Era disteso sul dorso, il ventre aperto, una sonda
immersa nel fegato. Mi guardava fisso, e gli occhi aveva
pieno di lacrime. Aveva nello sguardo una meravigliosa
dolcezza. Non mandava un gemito, respirava lievemente,
con la bocca socchiusa, scosso da un tremito orribile.

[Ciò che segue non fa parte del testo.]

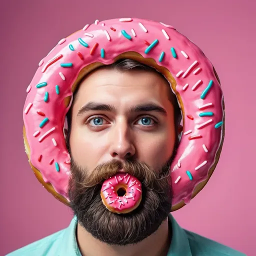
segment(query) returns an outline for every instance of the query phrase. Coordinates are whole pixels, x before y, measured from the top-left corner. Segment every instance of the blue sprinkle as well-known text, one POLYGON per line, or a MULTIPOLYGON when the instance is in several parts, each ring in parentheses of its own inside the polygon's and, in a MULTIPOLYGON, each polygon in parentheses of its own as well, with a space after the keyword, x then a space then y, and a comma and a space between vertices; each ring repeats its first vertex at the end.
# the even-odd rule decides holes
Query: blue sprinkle
POLYGON ((218 128, 219 127, 220 127, 222 124, 223 124, 223 122, 222 121, 221 121, 221 122, 218 122, 218 124, 215 124, 215 126, 214 126, 214 127, 216 129, 216 128, 218 128))
POLYGON ((149 46, 148 48, 145 50, 145 54, 148 54, 150 50, 151 50, 152 49, 152 48, 153 48, 153 47, 154 47, 156 44, 158 44, 158 40, 157 39, 156 39, 150 46, 149 46))
POLYGON ((86 44, 82 38, 78 38, 78 42, 84 47, 88 47, 89 46, 86 44))
POLYGON ((122 34, 127 39, 128 39, 129 40, 132 40, 132 36, 130 34, 128 34, 126 32, 125 30, 122 30, 122 34))
POLYGON ((58 86, 55 86, 55 88, 56 89, 56 93, 57 94, 60 94, 60 87, 58 86))
POLYGON ((164 58, 164 52, 162 52, 161 53, 161 55, 160 55, 160 57, 159 58, 159 62, 161 62, 164 58))
POLYGON ((44 100, 45 102, 47 102, 48 101, 48 98, 49 98, 49 93, 48 92, 46 92, 46 94, 44 94, 44 100))
POLYGON ((57 172, 60 172, 60 166, 58 165, 58 164, 57 162, 55 163, 55 168, 56 168, 56 170, 57 172))
POLYGON ((41 88, 41 87, 44 87, 46 86, 47 86, 47 82, 40 82, 40 84, 36 84, 36 88, 41 88))
POLYGON ((42 128, 44 126, 44 124, 49 120, 47 118, 46 118, 40 124, 39 124, 39 127, 40 127, 40 128, 42 128))
POLYGON ((102 58, 104 58, 105 57, 105 51, 103 48, 102 48, 100 50, 100 56, 102 58))
POLYGON ((176 54, 176 52, 175 51, 175 49, 172 47, 170 48, 170 50, 172 52, 172 56, 174 58, 177 58, 177 54, 176 54))
POLYGON ((62 68, 69 68, 70 66, 72 66, 73 64, 72 63, 62 63, 60 64, 60 66, 62 68))
POLYGON ((73 46, 72 44, 70 44, 68 46, 68 47, 70 48, 70 49, 71 50, 74 50, 74 46, 73 46))
POLYGON ((201 94, 201 96, 200 98, 202 100, 204 100, 206 94, 208 93, 208 92, 209 92, 209 90, 210 89, 210 88, 212 86, 213 84, 214 84, 214 81, 212 81, 212 80, 210 80, 210 82, 209 82, 209 84, 208 84, 208 86, 207 86, 207 87, 204 89, 204 92, 202 92, 202 94, 201 94))
POLYGON ((212 112, 203 112, 199 114, 200 116, 212 116, 214 115, 212 112))
POLYGON ((193 177, 192 176, 192 174, 191 174, 191 172, 189 170, 187 170, 186 174, 188 174, 188 176, 190 180, 193 180, 193 177))

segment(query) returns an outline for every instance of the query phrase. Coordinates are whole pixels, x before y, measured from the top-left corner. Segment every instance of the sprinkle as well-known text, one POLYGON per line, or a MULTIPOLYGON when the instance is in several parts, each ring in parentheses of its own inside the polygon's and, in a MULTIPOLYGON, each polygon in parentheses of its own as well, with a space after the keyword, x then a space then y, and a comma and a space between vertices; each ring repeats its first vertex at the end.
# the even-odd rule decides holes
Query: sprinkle
POLYGON ((138 24, 140 25, 140 28, 143 30, 144 32, 146 32, 146 33, 148 32, 148 30, 144 26, 141 22, 139 22, 138 24))
POLYGON ((199 164, 198 166, 196 166, 194 170, 198 170, 198 169, 201 168, 201 167, 203 166, 205 166, 207 164, 207 161, 206 160, 204 162, 202 162, 200 164, 199 164))
POLYGON ((182 90, 186 90, 186 89, 188 87, 188 84, 186 84, 184 86, 182 90))
POLYGON ((71 50, 74 50, 74 47, 72 44, 70 44, 68 48, 71 50))
POLYGON ((218 124, 215 124, 215 126, 214 126, 214 127, 216 129, 217 128, 220 127, 222 124, 223 124, 223 122, 222 121, 221 121, 221 122, 218 122, 218 124))
POLYGON ((188 135, 188 134, 191 134, 192 132, 192 130, 188 130, 188 131, 186 132, 184 132, 184 135, 188 135))
POLYGON ((188 174, 188 176, 190 180, 193 180, 193 177, 192 176, 192 174, 191 174, 191 172, 189 170, 187 170, 186 172, 186 174, 188 174))
POLYGON ((65 76, 64 76, 64 75, 62 74, 62 72, 60 72, 60 73, 58 73, 58 74, 60 74, 60 77, 62 78, 62 80, 64 80, 64 81, 66 80, 65 76))
POLYGON ((26 114, 28 112, 28 111, 30 110, 30 108, 32 106, 32 104, 33 104, 32 102, 30 102, 28 103, 28 104, 26 106, 26 108, 25 108, 25 111, 24 112, 26 114))
POLYGON ((176 74, 176 77, 178 78, 180 76, 180 74, 182 74, 182 73, 183 73, 182 70, 181 70, 180 71, 178 72, 177 73, 177 74, 176 74))
POLYGON ((39 142, 41 142, 48 135, 50 132, 53 132, 56 128, 55 127, 52 127, 52 129, 50 129, 49 130, 46 132, 44 135, 41 136, 38 140, 39 142))
POLYGON ((62 54, 60 54, 57 56, 56 58, 54 58, 50 60, 49 60, 46 64, 46 66, 42 68, 42 72, 44 73, 46 70, 52 64, 56 62, 57 60, 58 60, 60 58, 62 58, 63 57, 63 55, 62 54))
POLYGON ((78 42, 84 47, 88 47, 89 46, 81 38, 78 38, 78 42))
POLYGON ((62 66, 62 68, 70 68, 70 66, 73 66, 73 64, 71 62, 61 63, 60 64, 60 66, 62 66))
POLYGON ((178 181, 180 180, 180 178, 182 178, 182 177, 181 177, 180 176, 179 176, 177 178, 177 179, 176 180, 175 180, 175 182, 174 182, 175 184, 177 184, 177 183, 178 182, 178 181))
POLYGON ((188 58, 188 54, 184 51, 182 50, 180 52, 182 52, 182 54, 183 54, 184 57, 185 57, 186 58, 188 58))
POLYGON ((212 116, 214 115, 214 113, 212 112, 203 112, 202 113, 200 113, 199 114, 199 116, 212 116))
POLYGON ((124 36, 127 39, 128 39, 129 40, 132 40, 132 36, 130 34, 128 34, 126 32, 126 30, 122 30, 121 32, 124 36))
POLYGON ((200 71, 202 68, 196 68, 193 74, 197 74, 200 71))
POLYGON ((39 124, 40 128, 42 128, 44 125, 49 121, 49 119, 48 118, 46 118, 39 124))
POLYGON ((44 87, 46 86, 47 86, 47 82, 44 82, 36 84, 36 88, 41 88, 42 87, 44 87))
POLYGON ((210 120, 208 120, 206 122, 203 122, 201 124, 198 126, 196 128, 196 129, 200 129, 200 128, 202 128, 203 127, 205 126, 206 125, 208 124, 210 124, 213 121, 212 119, 210 119, 210 120))
POLYGON ((202 135, 194 135, 194 136, 190 136, 190 137, 188 137, 188 140, 192 140, 201 138, 202 138, 202 135))
POLYGON ((58 44, 60 46, 60 44, 62 44, 64 42, 66 42, 66 38, 62 38, 60 40, 60 42, 58 42, 58 44))
POLYGON ((204 100, 207 94, 208 93, 208 92, 209 92, 209 90, 210 89, 211 87, 212 86, 213 84, 214 84, 214 81, 212 81, 212 80, 210 80, 210 82, 209 82, 208 86, 204 89, 204 92, 202 92, 202 94, 201 94, 201 96, 200 98, 202 100, 204 100))
POLYGON ((57 142, 56 142, 56 140, 54 138, 52 138, 52 143, 54 144, 54 145, 56 146, 57 146, 57 142))
POLYGON ((132 18, 122 18, 119 19, 120 22, 132 22, 132 18))
POLYGON ((96 42, 94 46, 92 47, 92 49, 90 50, 90 55, 92 55, 94 54, 94 52, 95 50, 96 50, 96 48, 98 46, 98 42, 96 42))
POLYGON ((177 58, 177 54, 176 54, 175 49, 173 47, 172 47, 170 48, 170 51, 172 52, 172 57, 174 57, 174 58, 177 58))
POLYGON ((162 34, 164 34, 164 36, 166 36, 166 38, 167 40, 170 40, 170 38, 169 36, 168 36, 168 34, 166 33, 166 31, 164 30, 162 30, 162 34))
POLYGON ((183 74, 182 77, 184 78, 186 77, 186 75, 188 74, 188 72, 196 66, 198 64, 198 62, 197 60, 195 60, 192 64, 186 70, 186 72, 183 74))
POLYGON ((106 31, 106 30, 104 30, 104 32, 105 33, 105 34, 106 35, 106 38, 108 41, 110 41, 111 40, 111 38, 110 38, 110 34, 108 34, 108 32, 106 31))
POLYGON ((84 60, 84 56, 82 55, 82 54, 81 54, 81 52, 78 52, 78 55, 79 56, 79 58, 81 59, 81 60, 84 60))
POLYGON ((159 62, 162 62, 164 57, 164 52, 161 52, 161 54, 160 55, 160 57, 159 58, 159 62))
POLYGON ((58 172, 60 172, 60 166, 57 162, 55 162, 55 168, 56 168, 56 170, 58 172))
POLYGON ((148 48, 145 50, 145 54, 148 54, 150 50, 151 50, 152 49, 152 48, 153 48, 153 47, 154 47, 154 46, 156 46, 156 45, 158 44, 158 40, 156 39, 150 46, 148 46, 148 48))
POLYGON ((202 80, 198 80, 194 84, 194 86, 192 87, 192 88, 191 88, 191 90, 194 90, 198 86, 199 86, 200 84, 202 83, 202 80))
POLYGON ((206 145, 204 144, 202 144, 202 148, 204 148, 204 150, 206 152, 208 152, 208 148, 206 147, 206 145))
POLYGON ((213 104, 210 103, 208 103, 207 104, 204 104, 204 105, 202 105, 202 106, 200 106, 198 108, 200 110, 202 110, 202 108, 207 108, 208 106, 213 106, 213 104))
POLYGON ((48 92, 46 92, 46 93, 44 94, 44 102, 47 102, 48 99, 49 93, 48 92))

Mi guardava fisso, e un dolore atroce mi scavava il
petto. "Febo" dissi a voce bassa. E Febo mi guardava con
una meravigliosa dolcezza negli occhi. Io vidi Cristo in
lui, vidi Cristo in lui crocifisso, vidi Cristo che mi
guardava con gli occhi pieni di una dolcezza
meravigliosa. "Febo" dissi a voce bassa, curvandomi su
di lui, accarezzandogli la fronte. Febo mi baciò la
mano, e non emise un gemito.
Il medico mi si avvicinò, mi toccò il braccio: "Non
potrei interrompere l'esperienza" , disse, "è proibito.
Ma per voi... Gli farò una puntura. Non soffrirà".
Io presi la mano del medico fra le mie mani, e dissi,
mentre le lacrime mi rigavano il viso: "Giuratemi che
non soffrirà".
"Si addormenterà per sempre", disse il medico, "vorrei
che la mia morte fosse dolce come la sua".
Io dissi: "Chiuderò gli occhi. Non voglio vederlo
soffrire.
Ma fate presto, fate presto!".
"Un attimo solo" disse il medico, e si allontanò senza
rumore, scivolando sul molle tappeto di linoleum. Andò
in fondo alla stanza, apri un armadio.
Io rimasi in piedi davanti a Febo, tremavo orribilmente,
le lacrime mi solcavano il viso. Febo mi guardava fisso,
e non il più lieve gemito usciva dalla sua bocca, mi
guardava fisso con una meravigliosa dolcezza negli
occhi. Anche gli altri cani, distesi sul dorso nelle
loro culle, mi guardavano fisso, tutti avevano negli
occhi una dolcezza meravigliosa, e non il più lieve
gemito usciva delle loro bocche.
A un tratto un grido di spavento mi ruppe il petto:
"Perchè questo silenzio?", gridai, "che è questo
silenzio?".
Era un silenzio orribile. Un silenzio immenso, gelido,
morto, un silenzio di neve.
Il medico mi si avvicinò con una siringa in mano: "Prima
di operarli", disse, "gli tagliamo le corde vocali".